Митька заплакал. Она прижала его к себе, и он успокоился.
Далеко, на другом конце города, загромыхали взрывы. Мать бросилась собирать вещи. Митька потихоньку, пока она увязывала подушки, надел сапоги. Жаль, никто из знакомых ребят его в них не видел. Мать, собрав вещи и взгромоздив их посреди комнаты, вдруг сказала:
– Как же мы всё это понесём? Что ж он домой не идёт? Досидимся. Ухнет бомба и…
Мать не договорила, испугавшись, что это может произойти на самом деле. Подскочила и, схватив Митьку за руку, поспешила в сторону завода. Она была полна решимости увидеть мужа и поведать ему обо всех пережитых ею страхах.
Идти в сапогах после лёгких сандалий было тяжело. И к тому же они стёрли ноги в кровь. Митька остановился. Она сняла с него сапоги, посмотрела на его ноги, взяла его на руки, сделала несколько шагов и поняла, что нести сына не может.
Оглянулась, увидела яму, посадила туда Митьку, склонилась над ним, погладила по голове, дала ему сапоги в руки и попросила:
– Не уходи никуда, пожалуйста.
И быстро, поминутно оглядываясь, пошла в сторону завода.
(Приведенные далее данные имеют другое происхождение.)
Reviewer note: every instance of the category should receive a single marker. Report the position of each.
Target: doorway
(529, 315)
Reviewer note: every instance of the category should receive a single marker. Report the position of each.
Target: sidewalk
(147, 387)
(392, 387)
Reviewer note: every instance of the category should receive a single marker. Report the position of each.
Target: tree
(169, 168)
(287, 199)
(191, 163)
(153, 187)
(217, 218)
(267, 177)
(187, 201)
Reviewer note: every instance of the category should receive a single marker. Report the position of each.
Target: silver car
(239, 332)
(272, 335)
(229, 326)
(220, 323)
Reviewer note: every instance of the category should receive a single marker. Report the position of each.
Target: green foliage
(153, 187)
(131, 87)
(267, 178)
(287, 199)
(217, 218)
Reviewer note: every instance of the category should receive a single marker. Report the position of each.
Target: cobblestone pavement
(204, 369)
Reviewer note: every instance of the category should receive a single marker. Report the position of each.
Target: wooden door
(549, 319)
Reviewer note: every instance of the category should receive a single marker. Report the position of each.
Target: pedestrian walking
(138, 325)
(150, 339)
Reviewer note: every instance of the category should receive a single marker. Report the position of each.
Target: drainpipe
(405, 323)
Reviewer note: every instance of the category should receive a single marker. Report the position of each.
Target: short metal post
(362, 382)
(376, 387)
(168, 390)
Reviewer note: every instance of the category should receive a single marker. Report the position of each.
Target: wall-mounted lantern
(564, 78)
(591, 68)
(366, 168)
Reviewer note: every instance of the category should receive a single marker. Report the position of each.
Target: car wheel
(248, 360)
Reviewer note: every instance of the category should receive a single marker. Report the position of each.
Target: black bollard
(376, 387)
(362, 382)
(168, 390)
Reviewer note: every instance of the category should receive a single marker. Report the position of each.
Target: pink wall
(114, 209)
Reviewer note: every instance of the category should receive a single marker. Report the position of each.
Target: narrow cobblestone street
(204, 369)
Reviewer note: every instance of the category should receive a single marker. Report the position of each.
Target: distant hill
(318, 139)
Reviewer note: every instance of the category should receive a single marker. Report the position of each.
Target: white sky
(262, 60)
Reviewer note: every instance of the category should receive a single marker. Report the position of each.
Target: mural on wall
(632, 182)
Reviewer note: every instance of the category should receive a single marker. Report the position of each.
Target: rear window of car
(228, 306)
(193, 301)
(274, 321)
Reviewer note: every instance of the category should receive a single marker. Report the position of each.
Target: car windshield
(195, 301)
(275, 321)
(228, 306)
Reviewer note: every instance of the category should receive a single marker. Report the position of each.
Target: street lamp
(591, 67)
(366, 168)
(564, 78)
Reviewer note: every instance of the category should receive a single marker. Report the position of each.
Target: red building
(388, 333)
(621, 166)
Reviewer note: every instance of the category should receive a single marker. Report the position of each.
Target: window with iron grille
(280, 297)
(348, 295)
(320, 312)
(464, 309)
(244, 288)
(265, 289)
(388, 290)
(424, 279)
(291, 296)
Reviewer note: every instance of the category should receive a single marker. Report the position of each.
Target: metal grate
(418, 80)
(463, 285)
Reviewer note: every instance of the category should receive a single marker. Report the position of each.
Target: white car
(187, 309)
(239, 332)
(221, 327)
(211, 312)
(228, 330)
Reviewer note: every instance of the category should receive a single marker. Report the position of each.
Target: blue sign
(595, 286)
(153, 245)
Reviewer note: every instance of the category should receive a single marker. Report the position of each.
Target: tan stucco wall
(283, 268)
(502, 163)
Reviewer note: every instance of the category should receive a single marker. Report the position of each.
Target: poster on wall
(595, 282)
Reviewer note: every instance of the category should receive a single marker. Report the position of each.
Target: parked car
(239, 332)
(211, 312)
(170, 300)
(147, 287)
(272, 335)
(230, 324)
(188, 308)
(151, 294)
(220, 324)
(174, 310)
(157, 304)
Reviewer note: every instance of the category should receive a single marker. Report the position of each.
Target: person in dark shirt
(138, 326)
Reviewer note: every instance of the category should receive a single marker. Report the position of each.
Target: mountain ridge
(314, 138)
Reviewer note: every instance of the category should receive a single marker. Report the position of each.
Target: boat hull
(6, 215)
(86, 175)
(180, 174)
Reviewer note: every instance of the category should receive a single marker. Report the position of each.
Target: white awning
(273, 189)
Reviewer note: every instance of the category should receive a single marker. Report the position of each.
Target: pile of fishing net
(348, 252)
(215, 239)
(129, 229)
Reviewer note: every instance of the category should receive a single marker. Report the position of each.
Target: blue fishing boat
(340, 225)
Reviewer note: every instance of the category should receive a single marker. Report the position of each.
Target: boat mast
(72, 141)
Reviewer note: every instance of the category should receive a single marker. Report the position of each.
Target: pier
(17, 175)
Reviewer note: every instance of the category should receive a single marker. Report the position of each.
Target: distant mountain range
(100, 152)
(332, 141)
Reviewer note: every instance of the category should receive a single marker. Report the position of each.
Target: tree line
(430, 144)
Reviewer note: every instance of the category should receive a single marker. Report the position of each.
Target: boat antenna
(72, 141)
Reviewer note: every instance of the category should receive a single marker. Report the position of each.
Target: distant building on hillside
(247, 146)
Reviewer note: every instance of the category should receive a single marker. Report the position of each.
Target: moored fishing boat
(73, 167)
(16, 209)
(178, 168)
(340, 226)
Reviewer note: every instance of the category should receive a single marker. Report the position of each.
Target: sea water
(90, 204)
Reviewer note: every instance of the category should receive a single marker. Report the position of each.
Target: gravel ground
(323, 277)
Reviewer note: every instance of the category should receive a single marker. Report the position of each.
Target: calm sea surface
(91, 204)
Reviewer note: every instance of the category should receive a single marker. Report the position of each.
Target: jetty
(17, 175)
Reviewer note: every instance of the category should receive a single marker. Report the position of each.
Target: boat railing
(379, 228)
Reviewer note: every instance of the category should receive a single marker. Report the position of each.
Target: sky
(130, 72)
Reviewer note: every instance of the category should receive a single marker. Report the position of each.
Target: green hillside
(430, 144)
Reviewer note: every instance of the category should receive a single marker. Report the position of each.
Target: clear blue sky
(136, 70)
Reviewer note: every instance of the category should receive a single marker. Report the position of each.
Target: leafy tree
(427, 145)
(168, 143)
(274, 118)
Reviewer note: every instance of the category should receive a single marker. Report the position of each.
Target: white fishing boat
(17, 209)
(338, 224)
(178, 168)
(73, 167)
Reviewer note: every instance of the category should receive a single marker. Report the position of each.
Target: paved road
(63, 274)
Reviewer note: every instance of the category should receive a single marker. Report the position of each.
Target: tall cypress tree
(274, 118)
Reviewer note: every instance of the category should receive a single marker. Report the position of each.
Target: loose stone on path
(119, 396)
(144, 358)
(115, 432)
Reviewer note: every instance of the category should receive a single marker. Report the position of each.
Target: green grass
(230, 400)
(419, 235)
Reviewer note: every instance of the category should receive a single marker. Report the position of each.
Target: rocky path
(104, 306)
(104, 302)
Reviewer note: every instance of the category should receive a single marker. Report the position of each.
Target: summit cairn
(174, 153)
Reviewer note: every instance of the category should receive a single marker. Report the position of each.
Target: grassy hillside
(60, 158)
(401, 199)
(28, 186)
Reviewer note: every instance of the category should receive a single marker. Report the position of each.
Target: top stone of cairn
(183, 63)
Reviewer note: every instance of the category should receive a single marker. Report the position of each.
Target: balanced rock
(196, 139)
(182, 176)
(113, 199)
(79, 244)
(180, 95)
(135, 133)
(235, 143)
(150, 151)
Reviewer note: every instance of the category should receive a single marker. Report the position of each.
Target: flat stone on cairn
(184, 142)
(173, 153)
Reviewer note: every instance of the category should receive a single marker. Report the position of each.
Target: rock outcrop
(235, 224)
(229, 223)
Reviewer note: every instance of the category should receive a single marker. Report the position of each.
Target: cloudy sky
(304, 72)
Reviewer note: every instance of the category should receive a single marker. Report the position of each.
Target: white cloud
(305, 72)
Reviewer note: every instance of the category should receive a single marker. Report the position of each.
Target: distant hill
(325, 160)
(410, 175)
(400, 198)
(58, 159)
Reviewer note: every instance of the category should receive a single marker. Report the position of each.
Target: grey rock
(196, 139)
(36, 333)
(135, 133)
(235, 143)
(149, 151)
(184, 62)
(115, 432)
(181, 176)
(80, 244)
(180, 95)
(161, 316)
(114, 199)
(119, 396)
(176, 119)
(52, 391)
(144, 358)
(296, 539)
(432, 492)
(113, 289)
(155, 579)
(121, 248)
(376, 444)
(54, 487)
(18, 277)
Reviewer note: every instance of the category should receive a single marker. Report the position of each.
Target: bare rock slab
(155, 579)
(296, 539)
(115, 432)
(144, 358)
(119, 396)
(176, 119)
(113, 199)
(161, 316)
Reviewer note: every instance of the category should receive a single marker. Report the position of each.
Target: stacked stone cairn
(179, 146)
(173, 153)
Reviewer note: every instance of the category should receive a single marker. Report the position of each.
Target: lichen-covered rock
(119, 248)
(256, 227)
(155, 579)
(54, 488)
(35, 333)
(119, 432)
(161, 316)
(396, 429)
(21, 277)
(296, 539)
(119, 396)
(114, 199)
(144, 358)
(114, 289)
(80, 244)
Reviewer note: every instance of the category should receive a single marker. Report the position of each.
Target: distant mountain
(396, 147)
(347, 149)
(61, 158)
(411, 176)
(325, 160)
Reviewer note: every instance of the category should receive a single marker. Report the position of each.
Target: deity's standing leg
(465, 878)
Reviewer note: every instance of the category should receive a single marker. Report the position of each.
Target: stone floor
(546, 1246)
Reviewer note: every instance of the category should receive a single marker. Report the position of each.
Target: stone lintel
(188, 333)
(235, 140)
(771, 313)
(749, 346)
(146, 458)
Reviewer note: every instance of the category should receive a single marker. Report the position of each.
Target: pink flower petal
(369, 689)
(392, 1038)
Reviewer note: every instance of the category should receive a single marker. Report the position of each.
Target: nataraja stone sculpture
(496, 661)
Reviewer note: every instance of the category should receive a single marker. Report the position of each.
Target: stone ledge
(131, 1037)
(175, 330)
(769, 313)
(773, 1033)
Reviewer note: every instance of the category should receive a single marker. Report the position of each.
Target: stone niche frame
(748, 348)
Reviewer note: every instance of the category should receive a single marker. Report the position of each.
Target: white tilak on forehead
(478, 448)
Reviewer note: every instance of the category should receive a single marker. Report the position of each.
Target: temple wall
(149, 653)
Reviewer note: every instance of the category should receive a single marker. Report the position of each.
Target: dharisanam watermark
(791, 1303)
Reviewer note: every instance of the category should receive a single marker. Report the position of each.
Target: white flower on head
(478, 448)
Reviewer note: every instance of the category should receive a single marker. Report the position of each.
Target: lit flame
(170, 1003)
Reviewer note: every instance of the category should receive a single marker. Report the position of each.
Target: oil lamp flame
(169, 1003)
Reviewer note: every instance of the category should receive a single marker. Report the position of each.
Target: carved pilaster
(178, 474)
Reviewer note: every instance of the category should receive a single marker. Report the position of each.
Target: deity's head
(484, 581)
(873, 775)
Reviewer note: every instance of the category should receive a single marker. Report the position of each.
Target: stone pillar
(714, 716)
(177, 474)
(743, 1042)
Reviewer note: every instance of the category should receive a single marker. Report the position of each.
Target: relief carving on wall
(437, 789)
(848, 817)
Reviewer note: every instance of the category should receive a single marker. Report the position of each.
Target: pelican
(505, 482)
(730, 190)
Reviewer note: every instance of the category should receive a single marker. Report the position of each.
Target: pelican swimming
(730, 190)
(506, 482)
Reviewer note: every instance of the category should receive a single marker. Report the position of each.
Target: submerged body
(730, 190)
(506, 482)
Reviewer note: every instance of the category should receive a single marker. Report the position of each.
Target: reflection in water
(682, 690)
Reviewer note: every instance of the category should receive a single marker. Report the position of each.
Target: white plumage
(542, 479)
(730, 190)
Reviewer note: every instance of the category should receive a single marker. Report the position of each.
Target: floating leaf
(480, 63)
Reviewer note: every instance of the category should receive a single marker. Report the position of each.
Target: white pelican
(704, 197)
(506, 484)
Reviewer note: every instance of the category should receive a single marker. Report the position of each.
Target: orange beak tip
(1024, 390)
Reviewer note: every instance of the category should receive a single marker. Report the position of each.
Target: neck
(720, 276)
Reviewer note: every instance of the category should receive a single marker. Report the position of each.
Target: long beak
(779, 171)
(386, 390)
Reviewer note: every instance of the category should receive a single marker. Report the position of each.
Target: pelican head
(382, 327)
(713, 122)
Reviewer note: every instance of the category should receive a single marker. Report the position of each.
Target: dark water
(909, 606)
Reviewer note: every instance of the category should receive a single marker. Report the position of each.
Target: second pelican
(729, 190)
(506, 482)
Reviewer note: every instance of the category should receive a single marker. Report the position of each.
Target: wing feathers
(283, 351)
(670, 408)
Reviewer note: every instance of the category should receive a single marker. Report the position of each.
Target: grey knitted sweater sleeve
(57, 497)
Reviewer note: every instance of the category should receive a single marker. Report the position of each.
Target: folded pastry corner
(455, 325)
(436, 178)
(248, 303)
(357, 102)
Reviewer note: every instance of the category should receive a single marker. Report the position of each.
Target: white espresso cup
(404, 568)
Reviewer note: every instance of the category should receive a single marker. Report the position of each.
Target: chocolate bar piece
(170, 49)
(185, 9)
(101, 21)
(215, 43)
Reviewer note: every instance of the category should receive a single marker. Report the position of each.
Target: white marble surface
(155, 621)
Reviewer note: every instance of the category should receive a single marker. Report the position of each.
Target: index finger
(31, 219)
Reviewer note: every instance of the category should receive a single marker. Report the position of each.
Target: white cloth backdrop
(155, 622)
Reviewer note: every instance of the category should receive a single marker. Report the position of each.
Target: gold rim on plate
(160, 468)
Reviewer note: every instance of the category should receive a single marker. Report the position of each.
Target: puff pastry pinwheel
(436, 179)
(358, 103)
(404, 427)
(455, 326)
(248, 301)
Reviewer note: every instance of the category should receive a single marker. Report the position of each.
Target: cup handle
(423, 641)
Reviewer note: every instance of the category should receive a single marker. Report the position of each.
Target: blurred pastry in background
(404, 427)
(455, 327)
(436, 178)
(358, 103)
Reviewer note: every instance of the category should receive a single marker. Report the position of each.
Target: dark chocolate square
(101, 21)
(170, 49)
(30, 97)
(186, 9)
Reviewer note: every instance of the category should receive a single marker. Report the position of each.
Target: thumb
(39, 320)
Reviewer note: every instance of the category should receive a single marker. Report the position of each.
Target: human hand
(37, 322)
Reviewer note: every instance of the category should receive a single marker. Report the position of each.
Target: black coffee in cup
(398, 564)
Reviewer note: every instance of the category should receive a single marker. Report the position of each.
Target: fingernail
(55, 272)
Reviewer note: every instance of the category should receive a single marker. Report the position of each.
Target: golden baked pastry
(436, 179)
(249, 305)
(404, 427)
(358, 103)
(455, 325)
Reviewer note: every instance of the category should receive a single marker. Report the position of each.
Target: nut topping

Вдруг близко заухали бомбы. Митька инстинктивно прижался к земле. Когда всё затихло, выглянул. Матери не было видно.
Он выскочил и, забыв, что босиком, побежал туда, где она только что стояла. Вокруг было полно свежих воронок, но её не было.
Митька удивился, куда она пропала. Надо бежать искать, но если уйдёшь, а она вернётся, то взбучки не миновать. Он сел на край ямы, отряхнул испачкавшиеся сапоги. Поставил их рядом и стал рассматривать кровяные мозоли. Трогать их было больно.
Мимо прыгала на трёх ногах чёрная лошадь. Переднюю ногу с кровоточащей раной держала на весу. Остановилась, изогнув голову и полизав рану, посмотрела на Митьку и поскакала дальше.
Появился дядька, он шел от завода. Забинтованная рука покоилась на верёвке. Заметив Митьку, подошел к нему, посмотрел на его ноги, на сапоги и сказал:
– С портянками надо. Без портянок – не дело. Без портянок беда.
Больше дядька ничего не сказал, а махнув рукой в направлении посёлка, пошел в сторону домов.
Митька, проводив его взглядом, удивился, что матери долго нет. Встал и, держа в руках сапоги, ковыляя, пошел в сторону завода. Идти босиком было тяжко: приходилось выбирать, куда поставить ногу. И ступать надо осторожно, каждый камешек, каждая щепочка давали о себе знать болью.
На проходной тот же вахтёр спросил удивлённо:
– А мать-то где?
Митька удивился и, пожимая плечами, сказал не своим голосом:
– Не знаю.
Повернулся и пошел домой. Слёзы сами собой вырвались наружу. Хотелось поскорей попасть домой, чтобы увидеть мать и успокоиться. Но босиком быстро идти не получалось. Остановился, надел сапоги и понял, что в них идти невозможно. Каждое движение превращалось в боль.